2 – I think that’s from poker? The only card games I know are Slap Jack and Go Fish.
3 – Meaning Christianity’s view of man.
4 – You could argue that God is a reader, but He is generally not our intended audience. The intent of the stories I speak of is to honor God by addressing His created people, not by addressing God Himself. That’s called prayer, and it’s a very different genre of writing, one which should have very little to do with fiction, beyond the possible presence of certain literary devices common in fiction (simile, metaphor, metonymy, etc.).
5 – Which may or may not be a bad thing; more on that later.
6 – Even post-glorification, when the regenerate man is ‘non posse peccare’, the fancy theological term for ‘not able to sin’ (a literal translation from the Latin, here), he will still remember his life of sin on earth; the man in the lake of fire, meanwhile, though so sinful as to have destroyed His image in the sinner, is also not going to be reading anything at all.
7 – I didn’t mention how pure evil characters can go wrong, but honestly that’s because I don’t see as much danger in them. Mary Sues- see this article– are much more common. Pure evil characters, in my opinion, are more likely to go wrong either through the author’s miscalibrated moral compass (the cure for which is wise counsel and careful exegesis of the Bible) or through failed execution (a problem of skill with writing which is outside this article’s wheelhouse).
8 – Real life character arc are messy.
In reality, calling the changes men undergo in life ‘character arcs’ is a somewhat of an odd convention; technically they’re ‘the thing character arcs are imitating or reflecting’, not imitations of the literary phenomenon. This problem, of course, is shared by much of ‘story applied to real life’ thinking; story itself is an imitation of God’s world, not the reverse.
9 – ‘Sexual identities’ (homosexuality, bisexuality, pederasty (in Athens or San Francisco), polyamory (e.g. Solomon), transvestitism (also: ‘transexuality’), etc.) are a bit different, as these inherently involve sin; properly handled, they are character flaws, usually related to lust, albeit ones which require very careful handling and an adult audience.

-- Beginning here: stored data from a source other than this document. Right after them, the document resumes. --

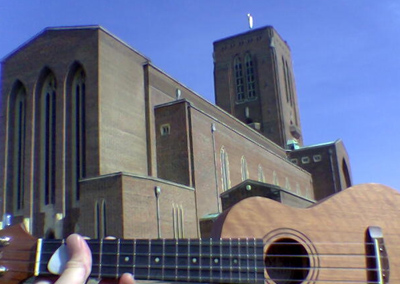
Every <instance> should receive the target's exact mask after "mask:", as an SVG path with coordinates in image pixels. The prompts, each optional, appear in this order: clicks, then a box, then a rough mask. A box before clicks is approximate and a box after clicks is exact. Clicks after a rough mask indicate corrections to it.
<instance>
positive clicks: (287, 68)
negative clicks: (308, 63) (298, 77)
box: [285, 61, 294, 106]
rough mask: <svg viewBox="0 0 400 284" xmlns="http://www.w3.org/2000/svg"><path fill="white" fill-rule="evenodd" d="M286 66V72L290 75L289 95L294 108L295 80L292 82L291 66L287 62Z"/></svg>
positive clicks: (290, 99)
mask: <svg viewBox="0 0 400 284" xmlns="http://www.w3.org/2000/svg"><path fill="white" fill-rule="evenodd" d="M285 64H286V72H287V75H288V83H289V94H290V105H291V106H293V105H294V102H293V100H294V98H293V90H294V88H293V80H292V73H291V72H290V69H289V66H288V64H287V61H286V62H285Z"/></svg>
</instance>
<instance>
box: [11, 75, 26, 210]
mask: <svg viewBox="0 0 400 284" xmlns="http://www.w3.org/2000/svg"><path fill="white" fill-rule="evenodd" d="M9 109H10V117H9V125H10V130H11V131H12V132H11V133H10V137H9V139H10V141H11V142H10V147H11V149H12V150H11V149H10V151H12V152H11V153H12V154H11V155H10V156H11V157H10V158H11V166H12V168H11V173H12V178H11V182H12V185H11V187H10V188H11V190H12V199H13V202H12V205H13V212H14V213H15V214H18V213H19V212H20V211H21V210H22V209H23V208H24V193H25V192H24V191H25V185H24V164H25V145H26V140H25V138H26V90H25V87H24V86H23V85H22V83H21V82H17V83H16V84H15V85H14V88H13V91H12V93H11V97H10V108H9Z"/></svg>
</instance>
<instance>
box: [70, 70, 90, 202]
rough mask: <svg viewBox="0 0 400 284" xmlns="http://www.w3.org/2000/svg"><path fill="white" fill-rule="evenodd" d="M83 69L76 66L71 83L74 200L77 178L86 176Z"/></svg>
mask: <svg viewBox="0 0 400 284" xmlns="http://www.w3.org/2000/svg"><path fill="white" fill-rule="evenodd" d="M85 79H86V75H85V71H84V70H83V69H82V68H81V67H80V68H78V69H77V70H76V71H75V73H74V75H73V79H72V85H71V96H70V100H71V102H70V106H71V114H70V121H71V145H72V149H71V157H72V172H71V178H72V191H73V195H74V198H75V200H76V201H78V200H79V195H80V194H79V180H80V179H82V178H84V177H86V163H85V162H86V155H85V153H86V151H85V150H86V115H85V100H86V84H85Z"/></svg>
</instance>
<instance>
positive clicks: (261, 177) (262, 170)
mask: <svg viewBox="0 0 400 284" xmlns="http://www.w3.org/2000/svg"><path fill="white" fill-rule="evenodd" d="M258 181H261V182H265V175H264V170H263V168H262V166H261V165H258Z"/></svg>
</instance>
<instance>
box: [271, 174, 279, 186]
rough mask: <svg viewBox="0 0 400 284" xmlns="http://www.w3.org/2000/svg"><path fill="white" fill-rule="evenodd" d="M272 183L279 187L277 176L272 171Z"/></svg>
mask: <svg viewBox="0 0 400 284" xmlns="http://www.w3.org/2000/svg"><path fill="white" fill-rule="evenodd" d="M272 183H273V184H275V185H277V186H279V179H278V175H277V174H276V172H275V171H273V173H272Z"/></svg>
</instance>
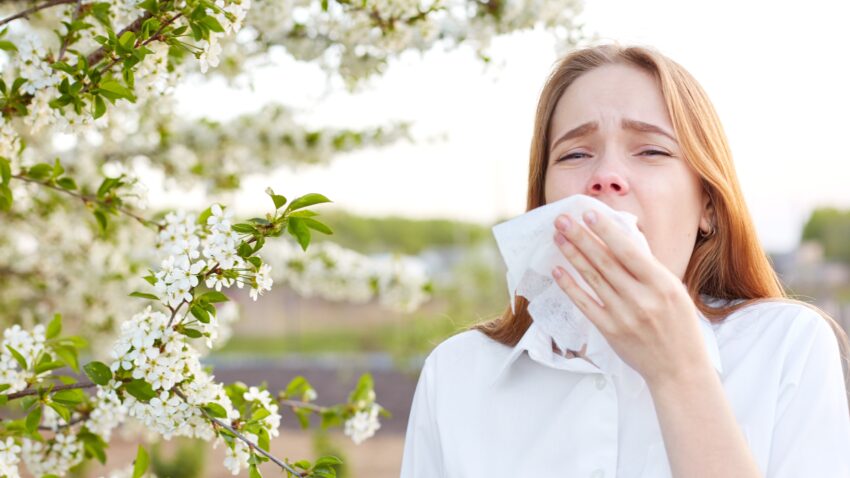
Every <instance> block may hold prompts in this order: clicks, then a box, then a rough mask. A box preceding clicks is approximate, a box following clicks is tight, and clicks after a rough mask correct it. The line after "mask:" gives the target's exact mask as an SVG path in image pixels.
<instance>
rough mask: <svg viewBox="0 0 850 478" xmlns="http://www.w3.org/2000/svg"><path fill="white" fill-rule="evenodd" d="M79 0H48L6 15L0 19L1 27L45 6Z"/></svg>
mask: <svg viewBox="0 0 850 478" xmlns="http://www.w3.org/2000/svg"><path fill="white" fill-rule="evenodd" d="M75 2H78V0H50V1H48V2H45V3H42V4H41V5H36V6H34V7H30V8H27V9H26V10H24V11H22V12H18V13H16V14H14V15H12V16H10V17H6V18H4V19H2V20H0V27H2V26H3V25H5V24H7V23H9V22H11V21H12V20H17V19H18V18H24V17H28V16H29V15H30V14H32V13H35V12H37V11H39V10H44V9H45V8H50V7H55V6H56V5H65V4H67V3H75Z"/></svg>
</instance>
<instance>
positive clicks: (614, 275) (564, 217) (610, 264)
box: [555, 214, 636, 294]
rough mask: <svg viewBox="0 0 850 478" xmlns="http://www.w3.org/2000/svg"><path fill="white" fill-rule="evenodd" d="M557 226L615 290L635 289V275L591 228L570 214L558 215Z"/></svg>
mask: <svg viewBox="0 0 850 478" xmlns="http://www.w3.org/2000/svg"><path fill="white" fill-rule="evenodd" d="M555 228H556V229H558V230H559V231H560V232H561V233H562V234H564V236H565V237H566V238H567V239H568V240H569V241H570V242H571V243H572V244H573V245H574V246H575V247H576V248H578V250H579V251H580V252H581V253H582V254H583V255H584V256H585V257H586V258H587V259H588V261H589V262H590V263H591V264H592V265H593V267H595V268H596V270H598V271H599V272H600V273H601V274H602V276H603V277H604V278H605V279H606V280H607V281H608V283H609V284H610V285H611V287H612V288H613V289H614V290H615V291H617V292H618V293H620V294H624V293H626V292H627V291H629V290H632V289H634V283H635V282H636V281H635V277H634V276H632V275H631V273H629V271H628V270H626V269H625V267H624V266H623V265H622V264H621V263H620V261H619V260H617V258H615V257H614V255H613V253H612V252H611V251H610V250H609V249H610V248H609V247H608V246H607V245H606V244H604V243H603V242H602V240H601V239H600V238H597V237H596V236H595V235H594V234H593V233H592V232H591V231H590V230H589V229H587V228H586V227H584V226H583V225H581V224H580V223H579V222H578V221H576V220H575V219H574V218H572V217H571V216H570V215H569V214H563V215H561V216H558V218H557V219H556V220H555Z"/></svg>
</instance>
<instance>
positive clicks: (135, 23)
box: [81, 12, 183, 93]
mask: <svg viewBox="0 0 850 478" xmlns="http://www.w3.org/2000/svg"><path fill="white" fill-rule="evenodd" d="M152 16H153V15H151V14H150V13H145V14H144V15H142V16H141V17H139V18H137V19H136V21H134V22H133V23H131V24H129V25H127V26H126V27H124V29H122V30H121V31H120V32H118V33H117V34H116V35H115V36H116V37H118V38H121V35H123V34H124V32H130V31H131V32H134V33H135V32H137V31H139V29H141V28H142V23H144V22H145V20H147V19H148V18H151V17H152ZM182 16H183V12H180V13H178V14H177V15H174V16H173V17H171V18H169V19H168V20H166V21H165V22H164V23H163V24H162V25H160V27H159V30H157V31H156V32H155V33H154V34H153V35H151V36H150V37H149V38H148V39H147V40H145V41H143V42H141V43H140V42H139V40H138V39H137V40H136V44H135V45H134V46H133V47H134V48H138V47H140V46H145V45H147V44H149V43H151V42H152V41H154V40H157V39H159V35H160V34H161V33H162V31H163V30H164V29H165V27H167V26H168V25H171V24H172V23H174V22H175V21H176V20H177V19H178V18H180V17H182ZM105 54H106V50H105V47H100V48H98V49H97V50H95V51H93V52H92V53H91V54H90V55H89V56H88V57H87V58H86V61H87V62H88V64H89V65H94V64H96V63H97V62H99V61H100V60H102V59H103V56H104V55H105ZM119 60H120V58H112V60H111V61H110V62H109V63H107V65H106V66H105V67H103V68H102V69H101V70H100V72H101V73H104V72H106V71H109V69H110V68H112V67H113V66H114V65H115V64H116V63H118V61H119ZM90 87H91V83H89V84H88V85H86V86H85V87H84V88H83V89H82V90H81V93H82V92H85V91H88V89H89V88H90Z"/></svg>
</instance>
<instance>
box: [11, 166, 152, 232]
mask: <svg viewBox="0 0 850 478" xmlns="http://www.w3.org/2000/svg"><path fill="white" fill-rule="evenodd" d="M11 177H12V178H15V179H20V180H22V181H26V182H28V183H33V184H38V185H40V186H44V187H47V188H50V189H53V190H55V191H59V192H62V193H65V194H68V195H69V196H73V197H75V198H78V199H79V200H81V201H83V203H84V204H89V203H96V204H100V205H101V206H106V207H109V206H110V204H108V203H107V202H106V201H103V200H100V199H98V198H97V197H95V196H92V195H89V194H81V193H77V192H74V191H71V190H68V189H64V188H60V187H59V186H55V185H53V184H50V183H48V182H45V181H37V180H35V179H32V178H28V177H26V176H23V175H20V174H13V175H12V176H11ZM116 209H117V210H118V211H119V212H120V213H122V214H124V215H126V216H129V217H132V218H133V219H135V220H136V221H139V222H140V223H141V224H142V225H143V226H145V227H148V226H156V228H157V229H162V227H163V226H162V225H161V224H159V223H158V222H155V221H151V220H149V219H145V218H143V217H141V216H139V215H138V214H136V213H134V212H132V211H130V210H129V209H127V208H125V207H119V208H116Z"/></svg>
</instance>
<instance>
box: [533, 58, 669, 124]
mask: <svg viewBox="0 0 850 478" xmlns="http://www.w3.org/2000/svg"><path fill="white" fill-rule="evenodd" d="M621 118H632V119H636V120H639V121H644V122H647V123H651V124H655V125H658V126H661V127H662V128H665V129H666V130H668V131H672V130H673V127H672V122H671V121H670V118H669V115H668V114H667V107H666V105H665V103H664V97H663V96H662V95H661V88H660V86H659V84H658V82H657V80H656V79H655V78H654V77H653V76H652V75H651V74H650V73H649V72H646V71H644V70H641V69H639V68H637V67H634V66H629V65H619V64H618V65H605V66H601V67H598V68H595V69H593V70H591V71H589V72H587V73H585V74H583V75H582V76H580V77H579V78H578V79H576V80H575V81H574V82H573V83H572V84H571V85H570V86H569V87H568V88H567V89H566V91H564V93H563V94H562V95H561V97H560V98H559V99H558V103H557V105H556V106H555V111H554V112H553V114H552V118H551V120H550V123H549V131H550V138H552V137H556V136H557V135H559V134H561V133H563V132H565V131H567V130H569V129H572V128H575V127H576V126H579V125H581V124H583V123H586V122H588V121H599V122H600V126H601V127H602V128H603V129H604V128H610V127H616V128H617V129H619V128H620V119H621Z"/></svg>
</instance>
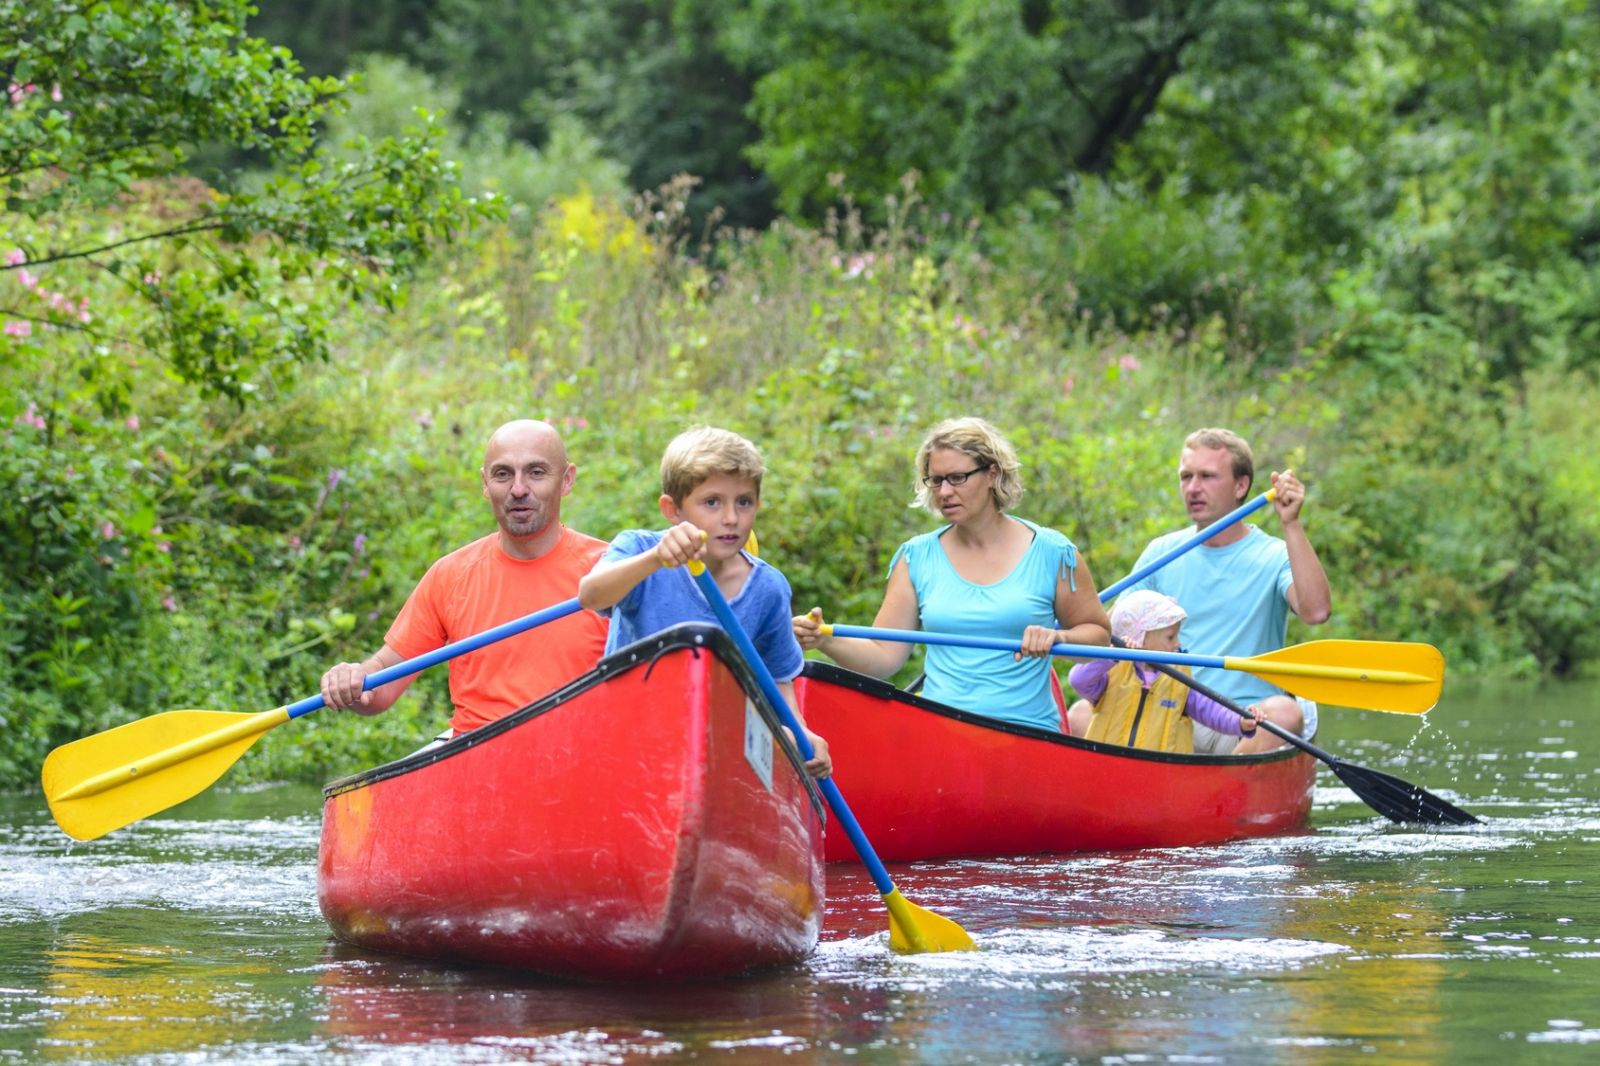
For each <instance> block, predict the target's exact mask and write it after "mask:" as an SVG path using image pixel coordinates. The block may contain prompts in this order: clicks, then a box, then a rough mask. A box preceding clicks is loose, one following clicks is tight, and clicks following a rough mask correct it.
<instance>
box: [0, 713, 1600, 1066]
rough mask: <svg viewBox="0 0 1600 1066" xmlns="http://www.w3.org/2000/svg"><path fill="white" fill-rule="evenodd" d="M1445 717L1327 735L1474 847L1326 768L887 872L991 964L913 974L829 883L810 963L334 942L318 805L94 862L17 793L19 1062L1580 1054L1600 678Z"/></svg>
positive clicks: (1438, 716) (11, 941)
mask: <svg viewBox="0 0 1600 1066" xmlns="http://www.w3.org/2000/svg"><path fill="white" fill-rule="evenodd" d="M1451 696H1453V703H1451V704H1448V706H1446V707H1443V709H1442V711H1440V712H1438V715H1435V719H1434V720H1432V722H1430V723H1429V725H1426V727H1424V728H1419V723H1418V720H1414V719H1406V717H1400V715H1360V714H1354V712H1349V714H1347V715H1344V717H1339V715H1331V714H1330V715H1325V730H1326V735H1325V741H1326V746H1328V747H1330V751H1336V752H1339V754H1341V755H1344V757H1347V759H1350V760H1352V762H1358V763H1362V765H1370V767H1374V768H1379V770H1386V771H1389V773H1395V775H1398V776H1402V778H1406V779H1414V781H1418V783H1421V784H1424V786H1426V787H1429V789H1430V791H1435V792H1438V794H1442V795H1445V797H1448V799H1450V800H1451V802H1456V804H1459V805H1462V807H1466V808H1467V810H1472V812H1474V813H1477V815H1480V816H1483V818H1486V820H1488V823H1486V824H1485V826H1480V828H1462V829H1443V831H1419V829H1408V828H1397V826H1390V824H1389V823H1386V821H1382V820H1381V818H1378V816H1376V815H1373V813H1371V812H1370V810H1366V808H1365V807H1363V805H1362V804H1360V802H1358V800H1357V799H1355V797H1354V795H1352V794H1350V792H1349V791H1347V789H1344V787H1342V786H1339V784H1338V781H1336V779H1334V778H1333V776H1331V775H1323V781H1322V787H1318V791H1317V797H1315V810H1314V831H1310V832H1306V834H1299V836H1290V837H1277V839H1269V840H1251V842H1240V844H1232V845H1227V847H1216V848H1176V850H1160V852H1130V853H1114V855H1072V856H1032V858H1026V860H986V861H950V863H930V864H917V866H909V868H902V869H896V871H894V872H896V879H898V880H899V884H901V888H902V890H904V892H906V895H907V896H909V898H910V900H914V901H917V903H920V904H922V906H925V908H930V909H933V911H936V912H939V914H946V916H949V917H952V919H955V920H957V922H960V924H962V925H965V927H966V928H968V930H970V932H971V933H973V935H974V936H976V938H978V941H979V944H981V948H982V951H981V952H976V954H947V956H912V957H898V956H893V954H891V952H888V951H886V946H885V941H886V928H888V922H886V916H885V909H883V903H882V900H880V898H878V896H877V893H875V892H874V888H872V885H870V882H869V880H867V879H866V876H864V874H862V872H861V871H859V869H858V868H851V866H842V868H834V869H830V871H829V911H827V928H826V932H824V940H822V944H821V946H819V949H818V952H816V954H814V956H813V957H811V959H808V960H806V962H805V964H803V965H800V967H794V968H787V970H779V972H773V973H763V975H755V976H749V978H744V980H738V981H722V983H710V984H674V986H638V988H602V986H574V984H560V983H552V981H539V980H531V978H526V976H523V975H515V973H504V972H494V970H469V968H453V967H443V965H434V964H427V962H419V960H406V959H394V957H382V956H374V954H366V952H360V951H355V949H350V948H346V946H341V944H338V943H334V941H331V940H330V938H328V932H326V927H325V925H323V922H322V919H320V916H318V912H317V898H315V863H314V858H315V848H317V832H318V808H320V799H318V794H317V791H315V789H304V787H294V789H262V791H251V792H222V791H213V792H210V794H206V795H205V797H202V799H200V800H195V802H192V804H187V805H184V807H182V808H179V810H178V812H173V813H171V815H168V816H163V818H157V820H150V821H146V823H141V824H138V826H131V828H128V829H125V831H120V832H117V834H112V836H110V837H107V839H106V840H99V842H91V844H77V845H72V844H70V842H69V840H67V839H66V837H64V836H61V834H59V832H58V831H56V829H54V828H53V826H51V824H50V821H48V815H46V813H45V810H43V805H42V804H40V802H38V800H37V797H0V808H3V810H5V813H6V818H5V820H3V824H0V1061H13V1060H21V1061H93V1063H112V1061H117V1063H123V1061H126V1063H134V1061H138V1063H171V1061H184V1063H221V1061H240V1060H250V1061H285V1063H301V1061H318V1063H320V1061H333V1063H438V1061H448V1063H501V1061H539V1063H618V1061H646V1060H648V1061H661V1060H666V1061H675V1060H688V1058H696V1060H707V1058H722V1056H738V1058H739V1060H741V1061H774V1063H776V1061H795V1055H802V1056H805V1058H824V1060H843V1058H850V1060H853V1061H866V1063H909V1061H1030V1060H1037V1061H1227V1063H1234V1061H1264V1063H1277V1061H1293V1063H1344V1061H1352V1060H1357V1058H1365V1060H1368V1061H1382V1063H1474V1061H1482V1063H1501V1061H1507V1060H1510V1061H1536V1063H1542V1061H1550V1063H1568V1061H1570V1063H1578V1061H1589V1060H1590V1058H1592V1055H1594V1053H1595V1052H1597V1048H1600V997H1597V996H1595V994H1594V989H1595V988H1600V943H1597V940H1600V890H1597V876H1595V866H1597V858H1600V787H1597V767H1600V760H1597V757H1595V755H1594V754H1592V751H1590V749H1589V746H1587V744H1584V743H1582V741H1581V738H1582V735H1584V733H1582V731H1581V730H1579V728H1578V725H1576V722H1581V720H1587V715H1589V714H1590V712H1592V707H1590V704H1592V703H1594V701H1595V699H1594V698H1595V690H1594V688H1568V690H1541V691H1539V693H1536V695H1533V693H1528V691H1522V693H1518V695H1517V696H1515V698H1514V699H1507V698H1501V696H1496V695H1493V693H1491V695H1482V696H1478V698H1477V699H1469V698H1464V696H1459V695H1456V693H1451ZM842 786H843V787H845V792H846V795H848V783H842ZM1120 802H1138V797H1122V799H1120Z"/></svg>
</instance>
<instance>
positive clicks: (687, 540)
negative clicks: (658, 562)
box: [656, 522, 706, 567]
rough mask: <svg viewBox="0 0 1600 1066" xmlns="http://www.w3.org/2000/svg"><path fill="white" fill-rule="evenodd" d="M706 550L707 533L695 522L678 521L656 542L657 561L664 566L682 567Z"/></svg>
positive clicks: (698, 556) (656, 561)
mask: <svg viewBox="0 0 1600 1066" xmlns="http://www.w3.org/2000/svg"><path fill="white" fill-rule="evenodd" d="M704 551H706V533H704V531H702V530H701V528H699V527H698V525H694V523H693V522H678V523H677V525H675V527H672V528H670V530H667V533H666V536H662V538H661V543H659V544H656V562H659V563H661V565H662V567H682V565H683V563H686V562H688V560H691V559H699V557H701V554H702V552H704Z"/></svg>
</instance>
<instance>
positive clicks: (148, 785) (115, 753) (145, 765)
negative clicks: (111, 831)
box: [40, 707, 290, 840]
mask: <svg viewBox="0 0 1600 1066" xmlns="http://www.w3.org/2000/svg"><path fill="white" fill-rule="evenodd" d="M288 720H290V717H288V707H278V709H277V711H262V712H259V714H235V712H232V711H168V712H166V714H155V715H150V717H147V719H139V720H138V722H128V723H126V725H118V727H117V728H110V730H106V731H104V733H96V735H94V736H85V738H83V739H77V741H72V743H70V744H62V746H61V747H58V749H56V751H53V752H50V755H46V757H45V767H43V771H42V775H40V776H42V779H43V786H45V800H46V802H48V804H50V813H51V815H54V818H56V824H58V826H61V829H62V831H64V832H66V834H67V836H70V837H77V839H78V840H93V839H96V837H102V836H106V834H107V832H110V831H112V829H122V828H123V826H126V824H128V823H133V821H139V820H141V818H147V816H149V815H154V813H157V812H162V810H166V808H168V807H173V805H176V804H181V802H184V800H186V799H189V797H190V795H195V794H197V792H200V791H202V789H205V787H208V786H210V784H211V783H213V781H216V779H218V778H219V776H222V773H226V771H227V768H229V767H232V765H234V762H237V760H238V757H240V755H243V754H245V751H248V749H250V746H251V744H254V743H256V738H258V736H261V735H262V733H266V731H267V730H270V728H272V727H274V725H282V723H283V722H288Z"/></svg>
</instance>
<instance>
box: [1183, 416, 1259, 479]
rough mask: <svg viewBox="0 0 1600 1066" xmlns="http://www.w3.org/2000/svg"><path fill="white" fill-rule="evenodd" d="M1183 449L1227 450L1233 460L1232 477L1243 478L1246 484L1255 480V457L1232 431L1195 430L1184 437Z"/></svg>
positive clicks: (1223, 429) (1211, 429) (1255, 467)
mask: <svg viewBox="0 0 1600 1066" xmlns="http://www.w3.org/2000/svg"><path fill="white" fill-rule="evenodd" d="M1184 448H1227V453H1229V455H1230V456H1232V458H1234V477H1243V479H1245V480H1246V482H1248V483H1254V480H1256V456H1254V455H1251V451H1250V445H1248V443H1245V439H1243V437H1240V435H1238V434H1235V432H1234V431H1232V429H1197V431H1194V432H1192V434H1189V435H1187V437H1184Z"/></svg>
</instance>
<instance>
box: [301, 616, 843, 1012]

10 – Latin for ‘Image of God’; it’s a theological term. In sum, man is made in Genesis 1 in the image of God, bearing certain attributes which reflect His nature, modified and limited by man’s creaturely nature (as opposed to God’s divine nature). Among the aspects of man directly derived from the Imago Dei are his moral ability, his reason, his understanding of beauty, his capacity for entering covenant (and relationships), his soul, his conscience, and his limited self-consciousness.